Не лучше обстоит дело и с теорией С. Особое меж­дужанровое положение С. чрезвычайно затрудняло те­оретические исследования ее. В теориях литературы и поэтиках С. обычно фигурирует в разделе лиричес­ких жанров, т.е. имеется в виду только римский сати­рический жанр и его неоклассические подражания. Та­кое отнесение С. к лирике — весьма обычное явление. А.Г.Горнфельд определяет ее так: «Сатира в своей истин­ной форме есть чистейшая лирика—лирика негодования» (Горнфельд А.Г. Сатира // Энциклопедический словарь Брокгауз и Ефрон. СПб., 1900. Т. 28. С. 461). Исследовате­ли же, ориентирующиеся на С. Нового времени и осо­бенно на сатирический роман, склонны признавать ее чисто эпическим явлением. Некоторые считают сатири­ческий момент, как таковой, внехудожественной, публи­цистическою примесью к художественной литературе. Также разноречиво определяется и отношение С. к юмо­ру: одни их резко разделяют, считают их даже чем-то противоположным, другие же видят в юморе лишь смяг­ченную, так сказать, «добродушную» разновидность С. Не определены ни роль, ни характер смеха в С. Не опре­делены взаимоотношения С. и пародии. Теоретическое изучение С. должно носить историко-систематический характер, причем особенно важно раскрыть фольклор­ные корни С. и определить особый характер сатиричес­ких образов в устном народном творчестве.

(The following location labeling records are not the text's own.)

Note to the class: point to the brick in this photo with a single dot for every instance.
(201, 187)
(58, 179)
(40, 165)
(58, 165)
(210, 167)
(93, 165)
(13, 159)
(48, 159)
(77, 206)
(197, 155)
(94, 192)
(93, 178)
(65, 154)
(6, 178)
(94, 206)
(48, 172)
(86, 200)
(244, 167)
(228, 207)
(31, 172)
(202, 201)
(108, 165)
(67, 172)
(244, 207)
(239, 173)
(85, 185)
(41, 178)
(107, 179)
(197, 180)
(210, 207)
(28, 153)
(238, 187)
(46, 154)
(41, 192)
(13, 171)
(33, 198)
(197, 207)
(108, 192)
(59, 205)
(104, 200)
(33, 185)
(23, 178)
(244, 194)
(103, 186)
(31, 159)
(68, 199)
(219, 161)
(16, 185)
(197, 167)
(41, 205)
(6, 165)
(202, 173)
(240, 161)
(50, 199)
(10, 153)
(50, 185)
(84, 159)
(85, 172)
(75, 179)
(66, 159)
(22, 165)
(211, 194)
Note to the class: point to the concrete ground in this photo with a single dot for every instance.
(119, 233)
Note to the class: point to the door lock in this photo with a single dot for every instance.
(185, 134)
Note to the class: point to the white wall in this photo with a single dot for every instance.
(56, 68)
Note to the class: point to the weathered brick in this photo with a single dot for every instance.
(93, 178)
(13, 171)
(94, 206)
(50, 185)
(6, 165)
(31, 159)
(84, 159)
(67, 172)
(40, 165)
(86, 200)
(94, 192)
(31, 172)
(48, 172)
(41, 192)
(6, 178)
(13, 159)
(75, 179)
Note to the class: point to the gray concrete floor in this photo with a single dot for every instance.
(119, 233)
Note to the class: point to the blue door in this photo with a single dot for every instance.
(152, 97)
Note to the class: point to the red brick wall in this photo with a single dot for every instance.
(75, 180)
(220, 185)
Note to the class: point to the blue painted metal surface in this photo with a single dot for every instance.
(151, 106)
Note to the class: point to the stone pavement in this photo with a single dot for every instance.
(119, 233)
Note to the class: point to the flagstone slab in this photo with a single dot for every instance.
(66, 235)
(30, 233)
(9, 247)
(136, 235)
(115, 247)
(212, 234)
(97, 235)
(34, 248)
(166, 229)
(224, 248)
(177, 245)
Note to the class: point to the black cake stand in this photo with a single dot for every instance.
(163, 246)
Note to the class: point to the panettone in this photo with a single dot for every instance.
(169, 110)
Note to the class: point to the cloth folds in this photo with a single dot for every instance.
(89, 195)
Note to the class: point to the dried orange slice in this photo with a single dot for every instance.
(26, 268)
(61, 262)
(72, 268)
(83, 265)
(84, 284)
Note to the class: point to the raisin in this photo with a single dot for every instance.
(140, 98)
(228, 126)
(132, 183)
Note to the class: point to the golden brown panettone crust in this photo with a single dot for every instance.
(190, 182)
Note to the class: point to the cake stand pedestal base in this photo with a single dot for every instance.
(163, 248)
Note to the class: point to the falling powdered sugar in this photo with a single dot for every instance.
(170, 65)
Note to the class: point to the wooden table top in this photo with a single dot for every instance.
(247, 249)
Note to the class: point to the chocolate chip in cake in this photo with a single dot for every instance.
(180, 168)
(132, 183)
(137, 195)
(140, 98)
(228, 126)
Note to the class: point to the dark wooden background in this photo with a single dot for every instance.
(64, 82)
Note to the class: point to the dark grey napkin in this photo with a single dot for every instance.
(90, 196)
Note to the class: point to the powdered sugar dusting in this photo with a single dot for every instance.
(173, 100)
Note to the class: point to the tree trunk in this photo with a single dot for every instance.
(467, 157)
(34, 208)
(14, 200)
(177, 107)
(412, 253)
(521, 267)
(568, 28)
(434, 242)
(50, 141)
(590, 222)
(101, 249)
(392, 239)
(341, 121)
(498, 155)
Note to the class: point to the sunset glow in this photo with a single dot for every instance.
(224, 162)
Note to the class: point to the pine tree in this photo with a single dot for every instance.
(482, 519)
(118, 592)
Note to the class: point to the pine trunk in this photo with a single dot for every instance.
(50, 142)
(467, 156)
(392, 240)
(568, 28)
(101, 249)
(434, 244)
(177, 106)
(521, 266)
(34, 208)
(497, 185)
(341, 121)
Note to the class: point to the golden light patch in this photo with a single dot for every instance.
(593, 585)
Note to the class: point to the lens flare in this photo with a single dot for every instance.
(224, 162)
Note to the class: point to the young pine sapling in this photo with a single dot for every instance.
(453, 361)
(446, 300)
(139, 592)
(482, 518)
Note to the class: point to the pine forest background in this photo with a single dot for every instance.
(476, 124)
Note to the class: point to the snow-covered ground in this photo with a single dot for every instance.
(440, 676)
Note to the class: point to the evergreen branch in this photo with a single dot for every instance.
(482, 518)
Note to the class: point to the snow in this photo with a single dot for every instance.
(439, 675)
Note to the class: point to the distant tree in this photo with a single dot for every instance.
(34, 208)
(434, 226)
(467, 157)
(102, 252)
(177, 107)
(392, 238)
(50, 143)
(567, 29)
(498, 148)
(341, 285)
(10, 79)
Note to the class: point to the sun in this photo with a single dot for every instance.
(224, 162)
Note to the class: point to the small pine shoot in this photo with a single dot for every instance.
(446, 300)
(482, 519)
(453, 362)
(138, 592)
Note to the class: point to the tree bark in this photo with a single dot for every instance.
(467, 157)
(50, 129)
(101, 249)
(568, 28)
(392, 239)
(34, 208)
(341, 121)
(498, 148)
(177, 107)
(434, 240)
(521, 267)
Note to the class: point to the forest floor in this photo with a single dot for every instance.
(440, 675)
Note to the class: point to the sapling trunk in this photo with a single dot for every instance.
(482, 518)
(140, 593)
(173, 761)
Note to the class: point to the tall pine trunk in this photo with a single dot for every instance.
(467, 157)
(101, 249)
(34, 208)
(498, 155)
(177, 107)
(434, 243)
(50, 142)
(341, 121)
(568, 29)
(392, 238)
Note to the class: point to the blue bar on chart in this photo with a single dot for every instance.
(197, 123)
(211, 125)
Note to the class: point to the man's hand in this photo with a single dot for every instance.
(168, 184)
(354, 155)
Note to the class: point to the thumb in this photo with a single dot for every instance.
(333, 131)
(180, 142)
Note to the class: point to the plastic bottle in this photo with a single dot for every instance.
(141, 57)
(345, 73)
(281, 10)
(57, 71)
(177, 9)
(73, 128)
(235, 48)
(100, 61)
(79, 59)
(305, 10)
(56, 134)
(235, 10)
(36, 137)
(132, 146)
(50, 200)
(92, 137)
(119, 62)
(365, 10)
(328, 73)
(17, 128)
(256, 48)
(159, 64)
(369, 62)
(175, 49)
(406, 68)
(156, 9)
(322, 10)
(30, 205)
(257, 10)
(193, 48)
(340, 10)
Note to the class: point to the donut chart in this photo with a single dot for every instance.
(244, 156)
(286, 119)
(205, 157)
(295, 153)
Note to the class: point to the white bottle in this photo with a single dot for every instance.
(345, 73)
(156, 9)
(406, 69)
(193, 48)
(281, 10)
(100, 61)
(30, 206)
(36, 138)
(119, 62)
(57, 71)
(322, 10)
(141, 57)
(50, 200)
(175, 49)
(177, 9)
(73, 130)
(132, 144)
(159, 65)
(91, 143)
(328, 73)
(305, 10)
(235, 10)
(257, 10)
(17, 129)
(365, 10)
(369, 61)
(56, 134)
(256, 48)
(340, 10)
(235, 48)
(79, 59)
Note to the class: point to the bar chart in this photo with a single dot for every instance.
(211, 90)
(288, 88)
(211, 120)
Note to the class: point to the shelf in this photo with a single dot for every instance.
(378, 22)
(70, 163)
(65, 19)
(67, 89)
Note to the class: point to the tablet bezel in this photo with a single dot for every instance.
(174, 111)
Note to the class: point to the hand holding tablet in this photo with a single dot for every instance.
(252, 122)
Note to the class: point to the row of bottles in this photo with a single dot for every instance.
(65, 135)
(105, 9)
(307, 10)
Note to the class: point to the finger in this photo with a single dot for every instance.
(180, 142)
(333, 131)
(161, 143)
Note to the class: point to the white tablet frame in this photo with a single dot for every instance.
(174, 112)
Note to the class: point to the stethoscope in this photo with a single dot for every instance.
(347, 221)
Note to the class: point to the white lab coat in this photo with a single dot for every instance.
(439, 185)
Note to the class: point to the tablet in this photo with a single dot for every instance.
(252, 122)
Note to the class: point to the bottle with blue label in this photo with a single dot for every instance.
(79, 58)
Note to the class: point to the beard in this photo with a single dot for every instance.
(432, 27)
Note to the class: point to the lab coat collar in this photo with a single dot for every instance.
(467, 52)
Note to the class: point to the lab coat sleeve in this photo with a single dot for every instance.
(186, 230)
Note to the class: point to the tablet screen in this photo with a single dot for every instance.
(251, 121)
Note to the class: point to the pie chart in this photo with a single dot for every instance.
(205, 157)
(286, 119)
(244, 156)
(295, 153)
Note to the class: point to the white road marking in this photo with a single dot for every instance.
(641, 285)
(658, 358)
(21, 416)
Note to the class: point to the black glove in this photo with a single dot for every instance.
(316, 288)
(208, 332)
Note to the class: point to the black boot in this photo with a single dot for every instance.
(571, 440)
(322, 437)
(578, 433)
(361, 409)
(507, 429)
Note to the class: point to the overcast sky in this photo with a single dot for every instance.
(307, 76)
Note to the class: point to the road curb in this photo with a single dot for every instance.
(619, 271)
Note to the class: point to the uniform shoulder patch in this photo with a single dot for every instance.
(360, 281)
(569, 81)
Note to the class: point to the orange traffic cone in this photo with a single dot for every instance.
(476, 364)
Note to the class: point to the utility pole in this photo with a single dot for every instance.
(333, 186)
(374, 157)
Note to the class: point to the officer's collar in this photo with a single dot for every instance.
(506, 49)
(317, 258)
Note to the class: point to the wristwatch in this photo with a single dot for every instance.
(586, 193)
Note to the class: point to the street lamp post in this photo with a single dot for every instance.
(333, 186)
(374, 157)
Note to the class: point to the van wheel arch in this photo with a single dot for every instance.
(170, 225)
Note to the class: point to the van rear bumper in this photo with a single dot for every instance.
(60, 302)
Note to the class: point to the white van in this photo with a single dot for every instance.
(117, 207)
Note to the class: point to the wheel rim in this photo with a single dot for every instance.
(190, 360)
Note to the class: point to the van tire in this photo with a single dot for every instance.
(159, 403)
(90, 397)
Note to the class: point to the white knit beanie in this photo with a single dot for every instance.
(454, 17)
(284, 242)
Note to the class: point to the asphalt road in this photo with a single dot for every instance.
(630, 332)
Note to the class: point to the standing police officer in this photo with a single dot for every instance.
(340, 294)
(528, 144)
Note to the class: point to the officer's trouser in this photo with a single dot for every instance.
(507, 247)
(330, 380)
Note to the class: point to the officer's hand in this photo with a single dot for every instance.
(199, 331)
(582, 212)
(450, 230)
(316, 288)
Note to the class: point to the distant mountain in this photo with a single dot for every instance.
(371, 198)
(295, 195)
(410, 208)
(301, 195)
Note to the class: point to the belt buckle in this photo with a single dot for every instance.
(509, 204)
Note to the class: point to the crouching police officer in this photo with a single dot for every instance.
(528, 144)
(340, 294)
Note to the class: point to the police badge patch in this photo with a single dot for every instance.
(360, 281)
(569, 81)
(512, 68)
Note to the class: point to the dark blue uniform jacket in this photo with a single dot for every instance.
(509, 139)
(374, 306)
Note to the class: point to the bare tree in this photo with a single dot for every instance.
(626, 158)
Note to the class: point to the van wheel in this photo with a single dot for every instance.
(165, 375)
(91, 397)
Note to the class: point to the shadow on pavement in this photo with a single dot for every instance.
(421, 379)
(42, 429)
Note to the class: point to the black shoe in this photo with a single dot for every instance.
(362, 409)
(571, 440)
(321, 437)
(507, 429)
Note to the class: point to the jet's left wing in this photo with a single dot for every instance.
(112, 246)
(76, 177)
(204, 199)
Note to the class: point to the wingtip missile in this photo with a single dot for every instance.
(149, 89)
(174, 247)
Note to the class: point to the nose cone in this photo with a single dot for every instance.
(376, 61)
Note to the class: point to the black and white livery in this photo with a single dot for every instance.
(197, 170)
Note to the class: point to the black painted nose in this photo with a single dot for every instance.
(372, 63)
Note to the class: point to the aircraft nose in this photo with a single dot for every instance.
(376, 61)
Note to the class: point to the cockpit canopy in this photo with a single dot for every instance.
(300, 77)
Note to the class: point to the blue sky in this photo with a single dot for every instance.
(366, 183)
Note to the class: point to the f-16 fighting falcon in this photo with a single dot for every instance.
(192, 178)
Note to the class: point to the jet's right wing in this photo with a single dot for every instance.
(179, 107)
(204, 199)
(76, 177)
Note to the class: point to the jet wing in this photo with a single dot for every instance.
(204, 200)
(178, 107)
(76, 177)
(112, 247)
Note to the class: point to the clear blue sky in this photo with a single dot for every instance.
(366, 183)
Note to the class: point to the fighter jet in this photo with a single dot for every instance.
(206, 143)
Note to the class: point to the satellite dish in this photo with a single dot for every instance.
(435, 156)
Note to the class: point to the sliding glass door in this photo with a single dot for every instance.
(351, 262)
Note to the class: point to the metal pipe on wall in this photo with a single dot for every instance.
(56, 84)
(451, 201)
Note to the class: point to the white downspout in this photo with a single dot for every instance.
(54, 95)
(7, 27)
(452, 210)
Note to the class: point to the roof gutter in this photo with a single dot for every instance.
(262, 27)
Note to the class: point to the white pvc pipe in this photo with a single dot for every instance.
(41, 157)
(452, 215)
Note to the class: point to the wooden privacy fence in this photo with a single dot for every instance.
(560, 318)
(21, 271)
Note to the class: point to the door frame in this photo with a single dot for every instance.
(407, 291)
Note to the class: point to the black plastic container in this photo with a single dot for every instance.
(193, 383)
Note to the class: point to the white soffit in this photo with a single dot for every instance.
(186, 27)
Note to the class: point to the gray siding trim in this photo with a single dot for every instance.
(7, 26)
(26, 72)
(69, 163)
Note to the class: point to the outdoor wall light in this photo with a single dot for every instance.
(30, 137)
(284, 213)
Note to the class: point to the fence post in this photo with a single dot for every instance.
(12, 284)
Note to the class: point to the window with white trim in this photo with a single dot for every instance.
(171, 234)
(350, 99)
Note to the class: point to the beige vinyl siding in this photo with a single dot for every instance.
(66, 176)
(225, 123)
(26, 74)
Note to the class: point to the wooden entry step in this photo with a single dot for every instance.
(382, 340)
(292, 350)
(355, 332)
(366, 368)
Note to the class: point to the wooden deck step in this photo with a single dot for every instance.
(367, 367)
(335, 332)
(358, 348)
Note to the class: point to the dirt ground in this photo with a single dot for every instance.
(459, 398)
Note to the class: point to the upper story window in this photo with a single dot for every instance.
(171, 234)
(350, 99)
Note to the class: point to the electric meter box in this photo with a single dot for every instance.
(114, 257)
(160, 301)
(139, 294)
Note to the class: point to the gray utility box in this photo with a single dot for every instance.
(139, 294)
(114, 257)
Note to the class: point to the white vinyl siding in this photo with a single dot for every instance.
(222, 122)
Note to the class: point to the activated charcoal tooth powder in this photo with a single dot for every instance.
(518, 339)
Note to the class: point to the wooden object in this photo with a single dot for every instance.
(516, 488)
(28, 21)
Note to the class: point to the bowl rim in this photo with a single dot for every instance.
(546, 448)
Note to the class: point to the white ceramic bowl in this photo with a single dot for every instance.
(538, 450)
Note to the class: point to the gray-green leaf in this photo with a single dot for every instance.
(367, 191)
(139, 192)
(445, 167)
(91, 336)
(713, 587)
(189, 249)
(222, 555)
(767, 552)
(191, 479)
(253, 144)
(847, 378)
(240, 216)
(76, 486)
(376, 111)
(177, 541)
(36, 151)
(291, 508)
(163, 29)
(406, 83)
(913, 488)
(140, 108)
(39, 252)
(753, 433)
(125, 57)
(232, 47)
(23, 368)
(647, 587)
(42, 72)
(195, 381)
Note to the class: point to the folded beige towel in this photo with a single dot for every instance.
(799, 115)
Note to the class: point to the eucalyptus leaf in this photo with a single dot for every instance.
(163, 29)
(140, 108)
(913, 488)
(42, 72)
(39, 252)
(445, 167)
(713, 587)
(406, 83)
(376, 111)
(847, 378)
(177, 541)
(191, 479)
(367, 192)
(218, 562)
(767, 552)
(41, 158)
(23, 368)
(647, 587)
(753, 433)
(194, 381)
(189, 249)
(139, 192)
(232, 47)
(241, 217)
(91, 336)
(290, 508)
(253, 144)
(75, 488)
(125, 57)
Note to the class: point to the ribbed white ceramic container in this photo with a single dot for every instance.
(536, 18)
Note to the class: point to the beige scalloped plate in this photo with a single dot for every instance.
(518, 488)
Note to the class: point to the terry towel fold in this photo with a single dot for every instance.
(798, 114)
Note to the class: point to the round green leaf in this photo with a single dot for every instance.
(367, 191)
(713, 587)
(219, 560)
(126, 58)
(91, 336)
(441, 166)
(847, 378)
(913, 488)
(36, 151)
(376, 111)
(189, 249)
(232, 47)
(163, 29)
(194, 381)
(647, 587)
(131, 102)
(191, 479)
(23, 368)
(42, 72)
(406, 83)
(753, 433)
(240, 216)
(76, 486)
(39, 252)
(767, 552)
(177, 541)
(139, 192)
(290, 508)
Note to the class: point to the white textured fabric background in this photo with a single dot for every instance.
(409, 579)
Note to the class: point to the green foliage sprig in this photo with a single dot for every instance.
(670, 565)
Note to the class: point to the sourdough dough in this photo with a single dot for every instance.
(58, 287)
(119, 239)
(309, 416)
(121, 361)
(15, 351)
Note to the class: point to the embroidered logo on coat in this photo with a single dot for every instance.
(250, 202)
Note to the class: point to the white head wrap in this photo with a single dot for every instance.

Одно из лучших определений С. — не как жанра, а как особого отношения творящего к изображаемой им действи­тельности — дал Ф.Шиллер. Примем его за исходный пункт. Вот оно: «Действительность как недостаточность противопоставляется в сатире идеалу как высшей ре­альности. Действительность, таким образом, обязатель­но становится в ней объектом неприятия» («О наивной и сентиментальной поэзии», 1795-96). В этом опре-

делении правильно подчеркнуты два момента: момент отношения С. к действительности и момент отрицания этой действительности как недостаточности. Эта недо­статочность раскрывается, по Шиллеру, в свете идеала «как высшей реальности». Здесь сказывается идеалис­тическая ограниченность шиллеровского определения: «идеал» мыслится как нечто статическое, вечное и от­влеченное, а не как историческая необходимость наступ­ления нового и лучшего (будущего, заложенного в от­рицаемом настоящем). Необходимо особо подчеркнуть (этого не делает Шиллер) образный характер сатиричес­кого отрицания, отличающий С. как художественное явление от различных форм публицистики. Итак, С. есть образное отрицание современной действительности в различных ее моментах, необходимо включающее в себя — в той или иной форме, с той или иной степе­нью конкретности и ясности — и положительный мо­мент утверждения лучшей действительности. Это пред­варительное и общее определение С, как и все такого рода определения, неизбежно и абстрактно и бедно. Только исторический обзор богатого многообразия са­тирических форм позволит нам конкретизировать и обо­гатить это определение.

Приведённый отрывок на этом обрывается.